Possiamo affermare che Il caso della donna scomparsa, essendo comunque un romanzo, era in grado di prendere per mano il lettore e trasportarlo nei luoghi citati dall’autrice e inserirlo nelle vicende, mentre questi racconti , sebbene portino con sé messaggi positivi - come il tema dell’amnesia affrontato in Mister X o quello delle apparenze ne Il vampiro - peccano leggermente di superficialità nella scrittura.
Come già avevamo fatto notare nel precedente lavoro della Ferrari, purtroppo l’editing svolto è pressoché inesistente e questo penalizza la lettura di questi brevi racconti che avrebbero potuto spingere il lettore ad aver voglia di scoprire questa scrittrice ligure che di talento, per costruire storie, ne possiede.

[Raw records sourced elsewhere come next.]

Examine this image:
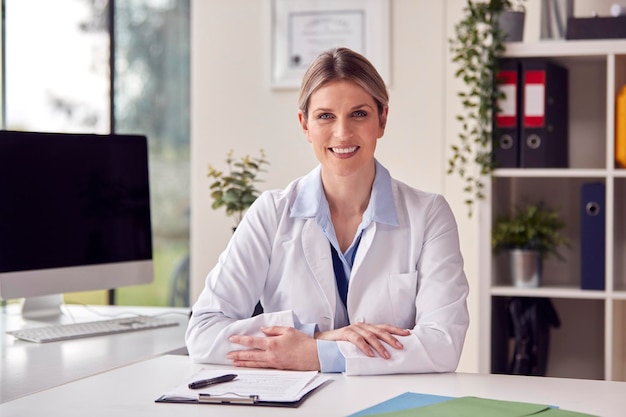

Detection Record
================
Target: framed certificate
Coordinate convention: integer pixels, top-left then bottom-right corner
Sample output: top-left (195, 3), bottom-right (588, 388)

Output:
top-left (272, 0), bottom-right (389, 88)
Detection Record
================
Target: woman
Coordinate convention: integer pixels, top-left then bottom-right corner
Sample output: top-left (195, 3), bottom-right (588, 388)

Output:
top-left (186, 48), bottom-right (469, 374)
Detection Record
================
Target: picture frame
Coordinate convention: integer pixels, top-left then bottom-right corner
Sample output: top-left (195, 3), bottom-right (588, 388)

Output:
top-left (271, 0), bottom-right (390, 89)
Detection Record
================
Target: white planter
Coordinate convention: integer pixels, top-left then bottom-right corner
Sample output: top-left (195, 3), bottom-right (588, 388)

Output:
top-left (509, 249), bottom-right (542, 288)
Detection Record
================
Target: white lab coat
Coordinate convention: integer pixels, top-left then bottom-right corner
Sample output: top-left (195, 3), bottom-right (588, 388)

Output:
top-left (186, 167), bottom-right (469, 375)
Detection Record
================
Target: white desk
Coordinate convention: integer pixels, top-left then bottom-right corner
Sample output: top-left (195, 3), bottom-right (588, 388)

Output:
top-left (0, 304), bottom-right (189, 404)
top-left (0, 355), bottom-right (626, 417)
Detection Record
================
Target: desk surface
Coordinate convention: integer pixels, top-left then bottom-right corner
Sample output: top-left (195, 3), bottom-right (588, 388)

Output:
top-left (0, 304), bottom-right (189, 404)
top-left (0, 355), bottom-right (626, 417)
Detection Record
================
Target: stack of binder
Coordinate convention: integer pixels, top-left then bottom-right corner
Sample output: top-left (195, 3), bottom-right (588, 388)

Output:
top-left (492, 58), bottom-right (569, 168)
top-left (580, 182), bottom-right (606, 290)
top-left (615, 85), bottom-right (626, 168)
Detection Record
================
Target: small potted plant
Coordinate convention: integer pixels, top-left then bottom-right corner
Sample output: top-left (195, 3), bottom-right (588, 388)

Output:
top-left (491, 203), bottom-right (569, 287)
top-left (207, 149), bottom-right (269, 230)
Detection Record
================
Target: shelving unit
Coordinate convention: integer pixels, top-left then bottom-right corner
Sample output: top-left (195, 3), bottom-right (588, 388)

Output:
top-left (480, 40), bottom-right (626, 381)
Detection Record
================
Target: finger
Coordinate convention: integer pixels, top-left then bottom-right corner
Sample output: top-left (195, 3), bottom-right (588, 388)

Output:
top-left (352, 329), bottom-right (391, 359)
top-left (261, 326), bottom-right (291, 336)
top-left (361, 324), bottom-right (411, 350)
top-left (233, 360), bottom-right (273, 368)
top-left (377, 324), bottom-right (411, 336)
top-left (228, 335), bottom-right (265, 349)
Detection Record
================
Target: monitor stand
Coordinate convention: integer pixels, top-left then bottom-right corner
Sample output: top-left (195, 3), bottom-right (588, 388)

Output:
top-left (22, 294), bottom-right (63, 320)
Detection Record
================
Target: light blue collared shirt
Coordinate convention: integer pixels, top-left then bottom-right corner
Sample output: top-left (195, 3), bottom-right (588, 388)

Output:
top-left (290, 161), bottom-right (399, 372)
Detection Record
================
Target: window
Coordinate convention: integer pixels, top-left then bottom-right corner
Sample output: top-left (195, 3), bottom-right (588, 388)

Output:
top-left (4, 0), bottom-right (190, 306)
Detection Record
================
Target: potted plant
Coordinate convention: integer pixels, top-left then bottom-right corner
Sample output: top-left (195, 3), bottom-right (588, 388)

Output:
top-left (207, 149), bottom-right (269, 229)
top-left (491, 203), bottom-right (569, 287)
top-left (448, 0), bottom-right (519, 217)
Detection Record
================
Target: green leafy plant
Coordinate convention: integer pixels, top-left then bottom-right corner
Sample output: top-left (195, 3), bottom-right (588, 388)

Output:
top-left (491, 203), bottom-right (569, 259)
top-left (207, 149), bottom-right (269, 227)
top-left (448, 0), bottom-right (519, 217)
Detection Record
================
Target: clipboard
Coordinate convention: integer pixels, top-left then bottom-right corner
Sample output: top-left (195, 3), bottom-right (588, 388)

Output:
top-left (154, 381), bottom-right (328, 408)
top-left (155, 369), bottom-right (331, 408)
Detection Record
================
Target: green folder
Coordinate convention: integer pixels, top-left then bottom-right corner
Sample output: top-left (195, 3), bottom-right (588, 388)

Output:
top-left (356, 397), bottom-right (593, 417)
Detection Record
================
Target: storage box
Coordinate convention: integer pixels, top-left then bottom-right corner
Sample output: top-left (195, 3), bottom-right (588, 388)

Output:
top-left (565, 16), bottom-right (626, 39)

Ѐ vero che non si giudica un romanzo dagli errori presenti nel testo, ma purtroppo anche questi influenzano il giudizio delle nostre letture. Non si tratta di qualche refuso ma, per fare qualche esempio, la virgola posta fra soggetto e verbo, accenti mancanti, “qual è” scritto con l’apostrofo… insomma, sono tutti particolari che cadono all’occhio anche di un lettore non attento a queste cose.
Il consiglio che vorremmo dare a Raffaella è quello di avvalersi di un buon editor prima di dare alle stampe i suoi lavori cosicché essi non si perdano nel mare dei romanzi dimenticati per troppa trascuratezza e possano far emergere l’abilità della scrittrice nel raccontare gli eventi e infittirli di misteri.